I feel so land-girt these days… its odd that so many of us live away from the sea and yet it calls to us like a primordial force, reminding us of our fear to be far from it, our sustainer, our familiar, the flat horizon always with us, glittering, moonlit, moving or monochrome. Those of us who don’t live with it yearn for it, flock to it, daring to stand firm in the face of huge storming waves in winter we then pack ourselves onto beaches in the summer time and bask like mermaids in the warm rays of the sun.
I keep my glittering beach days locked in my heart to sustain me through long winters. Last Lughnasadh I bought kaleidoscopes in Bridport, and then sat on Hive Beach and gazed at the honey yellows, blues and whites in myriad shattered images like a child in thrall. I painted Portland Bill in grey vignettes in my notebook - like a long hazy line extending into the blue.
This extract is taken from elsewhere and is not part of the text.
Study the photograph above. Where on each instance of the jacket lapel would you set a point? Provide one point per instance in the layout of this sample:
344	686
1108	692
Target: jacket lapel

Every year I make a glittering beach day to carry with me. The year before it happened on Rhossili beach on the Gower. We had come over the Beacons in driving rain and when we reached the beach we wanted it so much that we walked in the wet wind anyway. As we approached the Worms Head, the weather cleared and the evening sun lit the beach in great shining sheets of slicked smoothness - entrancing. I was so in the magic of it that I don’t remember how I got down to the beach, but didn’t want to leave it when I did, so intent was I in distilling that moment.
This year, the bone white beaches of the Western Isles are calling me - the soft shell sand and the seals will be right by our cottage. I am dreaming of the glittering beach days to come.